Keebler noted that Hilton was recently voted as Forbes’ top 100 list of places for women to work. “We’ve been on that list for years. This speaks to our global commitment to our associates as well as our local commitment,” he said.


Kent Peterson, chair of the chamber’s board of directors, said the opt-out for unionized hotels was the chamber’s biggest issue with the proposal. “It’s not local government’s job to impose the rule of organized unions on certain industries,” he said. “The chamber is not against unions, by any means. We’re against the fact that one of the unions tried to get laws made that favor them and almost make it a mandatory requirement for an organization to go out and get unionized in order to avoid those laws.”

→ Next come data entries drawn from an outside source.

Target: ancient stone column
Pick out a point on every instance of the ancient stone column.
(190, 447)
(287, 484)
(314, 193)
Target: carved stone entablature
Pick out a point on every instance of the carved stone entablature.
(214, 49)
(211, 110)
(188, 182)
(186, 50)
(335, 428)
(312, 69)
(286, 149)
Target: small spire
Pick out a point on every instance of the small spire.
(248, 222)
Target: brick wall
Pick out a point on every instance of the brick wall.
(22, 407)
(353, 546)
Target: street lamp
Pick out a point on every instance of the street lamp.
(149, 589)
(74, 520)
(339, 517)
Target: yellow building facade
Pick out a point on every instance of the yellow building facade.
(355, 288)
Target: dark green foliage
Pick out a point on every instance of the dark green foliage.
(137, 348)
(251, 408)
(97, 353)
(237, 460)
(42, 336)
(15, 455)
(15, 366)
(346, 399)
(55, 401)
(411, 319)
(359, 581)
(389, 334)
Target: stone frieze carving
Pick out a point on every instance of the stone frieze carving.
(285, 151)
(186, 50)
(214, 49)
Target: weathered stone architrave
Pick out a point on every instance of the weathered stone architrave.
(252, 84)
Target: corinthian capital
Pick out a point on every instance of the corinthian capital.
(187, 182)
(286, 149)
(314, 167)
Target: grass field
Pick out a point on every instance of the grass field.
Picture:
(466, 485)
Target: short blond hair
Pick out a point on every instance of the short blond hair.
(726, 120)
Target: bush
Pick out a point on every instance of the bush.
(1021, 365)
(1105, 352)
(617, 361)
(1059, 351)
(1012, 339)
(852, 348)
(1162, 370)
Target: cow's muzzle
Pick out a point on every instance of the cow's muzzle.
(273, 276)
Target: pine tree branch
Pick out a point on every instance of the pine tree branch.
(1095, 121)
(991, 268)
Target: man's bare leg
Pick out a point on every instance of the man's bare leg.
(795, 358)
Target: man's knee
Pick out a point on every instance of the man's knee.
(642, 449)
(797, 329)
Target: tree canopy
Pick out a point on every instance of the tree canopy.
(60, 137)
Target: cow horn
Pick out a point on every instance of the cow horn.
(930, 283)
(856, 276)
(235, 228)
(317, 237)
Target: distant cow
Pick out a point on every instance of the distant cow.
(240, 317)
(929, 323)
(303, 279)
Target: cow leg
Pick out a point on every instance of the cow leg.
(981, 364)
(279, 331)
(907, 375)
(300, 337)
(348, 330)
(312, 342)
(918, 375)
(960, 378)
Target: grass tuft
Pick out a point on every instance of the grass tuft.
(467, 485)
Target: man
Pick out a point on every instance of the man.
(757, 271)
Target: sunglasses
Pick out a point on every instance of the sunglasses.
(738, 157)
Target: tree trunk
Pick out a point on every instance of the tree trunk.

Peterson said he was “extremely happy” with the councilmembers who voted against the proposal. “All they needed to do was convince one of those five people that this was a good thing to go forward with. And in this case, logic prevailed,” he said. Still, he does not believe this is the end of the matter. “This is only one battle. I’m sure it’s not the end of it. They’re not just going to walk away from it. This has been going on for the better part of the past four years.”


His prediction was affirmed by Maria Elena Durazo, general vice president for immigration, civil rights and diversity on the national level for Unite Here, who said the following in an e-mailed statement to the Business Journal: “Councilwoman Lena Gonzalez deserves enormous credit for having the courage to sponsor Claudia’s Law, as do Councilmembers Pearce, Uranga and Richardson for supporting the proposed ordinance. It is disappointing that Long Beach City Council has, once again, delayed taking action to protect hotel workers from sexual assault and inhumane workloads in the City’s hotels. Long Beach hotel workers and their allies will not forget the councilmembers who voted against Claudia’s Law. But the women and men who work in the hotels, and the community supporting them, are not daunted – they’re not going away. In fact, we are more committed than ever to organizing. I remain confident that it’s only a matter of time before Claudia’s Law will be passed.”


The Business Journal left numerous messages for Gonzalez and Pearce, who did not return requests for comment.